Старый Гао что-то буркнул, матросы его не интересовали. Время приближалось к полудню, и ему предстоял четырехчасовой путь через долину к его деревне, по самому солнцепеку. Он допил чай. Такого хорошего чая, как у двоюродного брата, старый Гао себе позволить не мог.
Он добрался до своих ульев еще при свете дня, большую часть сломанных сот, наполненных медом, положил в самые слабые ульи. Всего у него их было одиннадцать, тогда как у двоюродного брата — больше сотни. При этом старого Гао ужалили дважды, в тыльную сторону ладони и в шею. Всего его жалили более тысячи раз. Он уже не мог сказать, как много. Укусы чужих пчел он практически не замечал, но жала его черных пчел всегда вызывали острую боль, хотя места укусов более не опухали и не горели огнем.
Следующим днем какой-то мальчишка пришел к дому старого Гао в деревне, чтобы сказать, что кто-то — речь шла о высоком иностранце — разыскивает его. Старый Гао что-то пробурчал и неспешным шагом двинулся вслед за мальчишкой. Тот сначала держался рядом, но потом убежал вперед и скоро скрылся из виду.
Иностранца старый Гао нашел пьющим чай на крыльце вдовы Цань. Старый Гао знал мать вдовы Цань пятьюдесятью годами раньше. Она была подругой его жены и давно умерла. Он сомневался, что в живых остался хоть один человек, знавший его жену. Вдова Цань налила чаю старому Гао и представила его пожилому варвару, который снял мешок с плеч и положил рядом с маленьким столиком.
Они пили чай маленькими глоточками. Потом варвар сказал: «Я хочу взглянуть на ваших пчел».
Смерть Майкрофта стала концом империи. Но никто, кроме нас двоих, об этом не знал. Он лежал в комнате с белыми стенами, его наряд состоял из тонкой белой простыни, словно он уже стал призраком — такой образ уже укоренился в массовом сознании — и не хватало только дыр для глаз, чтобы впечатление стало полным.
Я представлял себе, что болезнь высосала из него все соки, но он стал даже больше, чем всегда, пальцы раздулись, превратившись в толстые жирные сосиски.

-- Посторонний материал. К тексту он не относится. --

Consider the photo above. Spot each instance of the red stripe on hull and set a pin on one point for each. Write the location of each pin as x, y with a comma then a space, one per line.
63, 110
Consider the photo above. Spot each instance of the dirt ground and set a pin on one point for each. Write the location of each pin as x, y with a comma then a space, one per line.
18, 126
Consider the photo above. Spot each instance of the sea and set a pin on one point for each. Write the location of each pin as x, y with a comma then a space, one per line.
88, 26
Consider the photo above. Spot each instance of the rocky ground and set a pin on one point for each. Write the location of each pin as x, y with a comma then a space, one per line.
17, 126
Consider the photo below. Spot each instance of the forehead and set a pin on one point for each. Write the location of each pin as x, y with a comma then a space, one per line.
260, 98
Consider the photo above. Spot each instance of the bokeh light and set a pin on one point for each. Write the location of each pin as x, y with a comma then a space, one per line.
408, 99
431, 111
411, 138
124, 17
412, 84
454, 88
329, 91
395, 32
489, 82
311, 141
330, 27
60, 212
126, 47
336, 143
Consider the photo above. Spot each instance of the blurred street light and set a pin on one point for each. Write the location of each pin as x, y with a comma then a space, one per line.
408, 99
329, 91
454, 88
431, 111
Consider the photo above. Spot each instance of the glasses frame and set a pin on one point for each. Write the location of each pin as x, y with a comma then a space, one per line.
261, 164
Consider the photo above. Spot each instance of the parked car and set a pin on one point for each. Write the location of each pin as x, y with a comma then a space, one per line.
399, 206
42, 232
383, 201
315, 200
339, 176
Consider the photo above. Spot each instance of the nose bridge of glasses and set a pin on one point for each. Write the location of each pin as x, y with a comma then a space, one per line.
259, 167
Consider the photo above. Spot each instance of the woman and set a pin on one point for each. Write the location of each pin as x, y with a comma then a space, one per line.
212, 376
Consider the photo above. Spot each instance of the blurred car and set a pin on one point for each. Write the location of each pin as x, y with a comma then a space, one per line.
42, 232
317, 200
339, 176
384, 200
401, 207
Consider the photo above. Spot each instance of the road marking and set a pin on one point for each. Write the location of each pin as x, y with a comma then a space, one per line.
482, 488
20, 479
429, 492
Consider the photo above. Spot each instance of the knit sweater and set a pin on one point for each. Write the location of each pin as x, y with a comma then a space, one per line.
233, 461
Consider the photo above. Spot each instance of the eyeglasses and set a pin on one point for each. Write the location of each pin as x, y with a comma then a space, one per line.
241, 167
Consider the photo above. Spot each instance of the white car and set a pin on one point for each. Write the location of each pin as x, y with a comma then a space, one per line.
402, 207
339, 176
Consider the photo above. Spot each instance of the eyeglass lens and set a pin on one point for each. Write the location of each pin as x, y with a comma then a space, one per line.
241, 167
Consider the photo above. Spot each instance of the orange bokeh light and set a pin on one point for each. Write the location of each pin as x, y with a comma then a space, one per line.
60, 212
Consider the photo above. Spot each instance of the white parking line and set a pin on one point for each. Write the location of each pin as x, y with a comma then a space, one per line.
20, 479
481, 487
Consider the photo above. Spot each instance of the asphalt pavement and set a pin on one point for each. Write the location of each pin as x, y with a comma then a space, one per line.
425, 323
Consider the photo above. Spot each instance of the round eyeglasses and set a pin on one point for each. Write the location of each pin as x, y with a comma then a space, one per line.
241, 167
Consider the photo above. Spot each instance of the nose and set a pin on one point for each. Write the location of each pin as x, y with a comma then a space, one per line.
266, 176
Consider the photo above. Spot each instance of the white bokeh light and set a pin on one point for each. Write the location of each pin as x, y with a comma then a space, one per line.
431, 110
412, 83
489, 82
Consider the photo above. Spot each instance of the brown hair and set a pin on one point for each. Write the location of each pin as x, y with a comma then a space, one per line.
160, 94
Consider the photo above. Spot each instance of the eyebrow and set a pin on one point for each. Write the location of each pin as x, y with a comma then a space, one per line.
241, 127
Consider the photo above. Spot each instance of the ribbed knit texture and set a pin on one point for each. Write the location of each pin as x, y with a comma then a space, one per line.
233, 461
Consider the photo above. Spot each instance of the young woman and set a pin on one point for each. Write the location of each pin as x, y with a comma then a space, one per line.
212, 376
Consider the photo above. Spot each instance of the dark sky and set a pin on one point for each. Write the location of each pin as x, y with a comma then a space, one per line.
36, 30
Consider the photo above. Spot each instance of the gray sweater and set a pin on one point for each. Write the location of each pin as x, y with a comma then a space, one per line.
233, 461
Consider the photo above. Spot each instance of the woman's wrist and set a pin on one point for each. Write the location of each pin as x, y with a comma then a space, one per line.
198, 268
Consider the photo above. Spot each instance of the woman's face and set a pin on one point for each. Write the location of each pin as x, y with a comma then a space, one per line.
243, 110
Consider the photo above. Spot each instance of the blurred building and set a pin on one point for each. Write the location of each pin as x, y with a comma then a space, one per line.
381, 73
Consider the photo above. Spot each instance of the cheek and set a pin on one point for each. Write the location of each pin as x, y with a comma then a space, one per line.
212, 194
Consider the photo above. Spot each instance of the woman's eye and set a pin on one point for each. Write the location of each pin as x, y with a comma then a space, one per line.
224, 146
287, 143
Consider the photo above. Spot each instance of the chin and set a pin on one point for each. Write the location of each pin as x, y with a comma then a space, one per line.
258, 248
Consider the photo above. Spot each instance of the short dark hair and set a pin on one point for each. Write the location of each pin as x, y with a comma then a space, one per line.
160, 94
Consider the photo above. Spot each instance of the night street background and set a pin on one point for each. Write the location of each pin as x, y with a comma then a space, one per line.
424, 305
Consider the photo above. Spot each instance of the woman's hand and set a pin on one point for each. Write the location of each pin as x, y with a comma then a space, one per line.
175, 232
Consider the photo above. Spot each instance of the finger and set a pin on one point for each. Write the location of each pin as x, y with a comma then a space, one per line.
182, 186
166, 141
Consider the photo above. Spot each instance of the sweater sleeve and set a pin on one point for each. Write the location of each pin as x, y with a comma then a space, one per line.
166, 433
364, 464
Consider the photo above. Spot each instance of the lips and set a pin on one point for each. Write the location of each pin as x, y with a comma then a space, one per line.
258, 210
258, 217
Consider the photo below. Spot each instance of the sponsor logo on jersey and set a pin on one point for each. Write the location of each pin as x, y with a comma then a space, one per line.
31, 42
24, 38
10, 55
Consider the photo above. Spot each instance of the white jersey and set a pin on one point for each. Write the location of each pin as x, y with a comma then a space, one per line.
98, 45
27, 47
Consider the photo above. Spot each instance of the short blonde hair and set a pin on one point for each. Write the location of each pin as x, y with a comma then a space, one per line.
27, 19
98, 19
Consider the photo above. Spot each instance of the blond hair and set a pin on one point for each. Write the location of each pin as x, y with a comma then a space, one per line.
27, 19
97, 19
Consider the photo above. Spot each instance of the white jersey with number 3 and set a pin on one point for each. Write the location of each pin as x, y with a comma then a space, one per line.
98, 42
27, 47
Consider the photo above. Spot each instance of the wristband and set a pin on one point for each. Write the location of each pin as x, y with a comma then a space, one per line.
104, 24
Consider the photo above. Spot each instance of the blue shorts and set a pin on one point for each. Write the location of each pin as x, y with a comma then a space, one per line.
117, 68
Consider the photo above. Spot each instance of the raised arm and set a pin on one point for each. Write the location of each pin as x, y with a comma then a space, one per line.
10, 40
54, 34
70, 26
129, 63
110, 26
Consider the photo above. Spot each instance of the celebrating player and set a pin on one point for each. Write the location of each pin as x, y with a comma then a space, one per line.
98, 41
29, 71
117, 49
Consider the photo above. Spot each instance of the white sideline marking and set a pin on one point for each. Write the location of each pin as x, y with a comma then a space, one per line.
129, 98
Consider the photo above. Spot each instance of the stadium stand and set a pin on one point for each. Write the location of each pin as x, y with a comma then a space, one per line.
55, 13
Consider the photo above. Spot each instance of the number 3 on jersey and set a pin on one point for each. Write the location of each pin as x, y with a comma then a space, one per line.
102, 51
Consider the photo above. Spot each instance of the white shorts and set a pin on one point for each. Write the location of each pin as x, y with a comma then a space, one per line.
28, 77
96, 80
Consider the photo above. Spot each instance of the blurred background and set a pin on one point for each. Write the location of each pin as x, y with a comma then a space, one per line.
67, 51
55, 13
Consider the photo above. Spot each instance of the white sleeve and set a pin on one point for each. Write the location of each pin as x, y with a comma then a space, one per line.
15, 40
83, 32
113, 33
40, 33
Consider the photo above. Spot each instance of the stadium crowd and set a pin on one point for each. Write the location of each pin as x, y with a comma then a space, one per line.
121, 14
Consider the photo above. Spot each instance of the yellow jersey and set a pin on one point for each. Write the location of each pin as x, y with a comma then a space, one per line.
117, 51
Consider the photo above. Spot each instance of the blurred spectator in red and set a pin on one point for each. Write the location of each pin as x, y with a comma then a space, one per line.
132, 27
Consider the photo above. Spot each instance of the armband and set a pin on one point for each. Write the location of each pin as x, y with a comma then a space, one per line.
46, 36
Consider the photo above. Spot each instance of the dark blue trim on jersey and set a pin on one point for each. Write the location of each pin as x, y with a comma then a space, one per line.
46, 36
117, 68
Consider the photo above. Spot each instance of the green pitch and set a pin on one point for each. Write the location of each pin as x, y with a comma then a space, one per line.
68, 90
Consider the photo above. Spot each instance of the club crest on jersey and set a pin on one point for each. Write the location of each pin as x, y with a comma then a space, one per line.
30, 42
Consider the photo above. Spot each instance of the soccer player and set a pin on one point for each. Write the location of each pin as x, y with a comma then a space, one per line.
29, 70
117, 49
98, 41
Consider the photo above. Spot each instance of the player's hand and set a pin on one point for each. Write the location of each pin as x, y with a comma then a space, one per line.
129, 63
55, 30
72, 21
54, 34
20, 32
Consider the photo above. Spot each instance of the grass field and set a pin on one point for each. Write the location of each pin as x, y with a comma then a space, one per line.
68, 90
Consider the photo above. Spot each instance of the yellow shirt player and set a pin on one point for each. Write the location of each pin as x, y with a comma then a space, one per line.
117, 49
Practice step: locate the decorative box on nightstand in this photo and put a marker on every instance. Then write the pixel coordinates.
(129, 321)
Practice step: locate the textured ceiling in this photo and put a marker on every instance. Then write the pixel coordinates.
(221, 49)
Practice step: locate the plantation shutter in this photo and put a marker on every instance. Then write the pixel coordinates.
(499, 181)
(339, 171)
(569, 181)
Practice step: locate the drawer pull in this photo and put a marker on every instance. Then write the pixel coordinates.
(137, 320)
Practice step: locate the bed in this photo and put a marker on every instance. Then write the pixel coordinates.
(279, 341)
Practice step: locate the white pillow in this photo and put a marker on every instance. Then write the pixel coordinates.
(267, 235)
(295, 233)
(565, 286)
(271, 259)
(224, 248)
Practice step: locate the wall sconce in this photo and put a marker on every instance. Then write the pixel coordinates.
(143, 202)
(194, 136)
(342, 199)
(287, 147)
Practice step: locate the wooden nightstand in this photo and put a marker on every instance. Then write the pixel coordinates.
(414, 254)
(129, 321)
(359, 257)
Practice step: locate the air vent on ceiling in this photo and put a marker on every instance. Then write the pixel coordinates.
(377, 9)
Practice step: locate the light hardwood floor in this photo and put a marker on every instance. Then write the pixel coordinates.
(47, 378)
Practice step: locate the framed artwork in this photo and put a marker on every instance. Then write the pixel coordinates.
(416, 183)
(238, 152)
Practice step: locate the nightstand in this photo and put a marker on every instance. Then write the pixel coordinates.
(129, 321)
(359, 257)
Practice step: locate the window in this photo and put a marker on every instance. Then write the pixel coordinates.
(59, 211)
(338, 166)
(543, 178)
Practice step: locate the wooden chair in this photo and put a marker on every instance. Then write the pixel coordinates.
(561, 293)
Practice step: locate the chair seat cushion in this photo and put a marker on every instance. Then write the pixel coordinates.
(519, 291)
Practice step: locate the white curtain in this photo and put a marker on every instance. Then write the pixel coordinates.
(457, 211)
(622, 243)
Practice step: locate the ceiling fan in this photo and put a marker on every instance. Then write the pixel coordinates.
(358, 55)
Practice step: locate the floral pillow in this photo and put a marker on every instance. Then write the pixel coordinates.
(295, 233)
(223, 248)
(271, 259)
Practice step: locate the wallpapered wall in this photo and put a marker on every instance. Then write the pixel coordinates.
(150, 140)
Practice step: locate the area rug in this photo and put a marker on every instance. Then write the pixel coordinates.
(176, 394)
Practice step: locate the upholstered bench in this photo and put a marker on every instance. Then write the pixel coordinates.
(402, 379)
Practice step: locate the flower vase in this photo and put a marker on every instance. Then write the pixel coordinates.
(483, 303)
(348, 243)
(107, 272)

— Добрый вечер, Майкрофт, — поздоровался я. — Доктор Хопкинс сказал, что жить тебе осталось две недели, и предупредил, чтобы я ни в коем случае не говорил тебе об этом.
— Этот человек — болван, — ответил Майкрофт. Дыхание шумными хрипами вырывалось из груди между словами. — Я не дотяну до пятницы.
— Как минимум до субботы, — возразил я.
— Ты всегда был оптимистом. Нет, вечер четверга, и я стану объектом для упражнений в практической геометрии для доктора Хопкинса и сотрудников похоронного бюро «Снигсби и Молтерсон», которые, конечно же, не смогут решить эту задачу, учитывая узость дверей и коридоров. Не вынести им мое тело ни из этой комнаты, ни из дома.
— Я уже задумывался об этом, — кивнул я. — Особенно принимая во внимание лестницу. Но они смогут снять оконную раму и опустить тебя вниз, как гигантский рояль.
Майкрофт только фыркнул.
— Мне пятьдесят четыре года, Шерлок. В моей голове английское государство. Не голоса, предвыборные речи и прочая ерунда, а его функционирование. Больше никто не знает, как перемещение войск в горах Афганистана отразится на состоянии пустынного побережья Северного Уэльса. Нет больше никого, кто видит целостную картину. Ты можешь представить себе, что натворят эти господа и их дети, когда Индия получит независимость?
Раньше я об этом совершенно не задумывался.
— Индия станет независимой?
— Неизбежно. Через тридцать лет или даже раньше. В последнее время я написал несколько служебных записок на эту тему. Как и по многим другим. Есть записка и о русской революции: она состоится в ближайшее десятилетие. Я проанализировал и проблему с Германией… и многие другие. Только я не жду, что мои служебные записки прочитают и поймут. — Хрипы усиливались. Легкие моего брата дребезжали, как окна в заброшенном доме. — Знаешь, если бы я жил и дальше, Британская империя просуществовала бы тысячу лет, неся мир и достижения научно-технического прогресса всему человечеству.
В прошлом, особенно мальчишкой, услышав от Майкрофта такое вот амбициозное заявление, я пытался его подколоть. Но не теперь, когда он лежал на смертном одре. При этом я знал, что он говорит не об империи как она есть — покрытом трещинами и готовом рухнуть сооружении, возведенном несовершенными и подверженными ошибкам людьми, — но о Британской империи, существующей только в его голове, — мощном фундаменте цивилизации и всеобщего благоденствия.
Я не верю, да и никогда не верил, в империи. Но я верил в Майкрофта.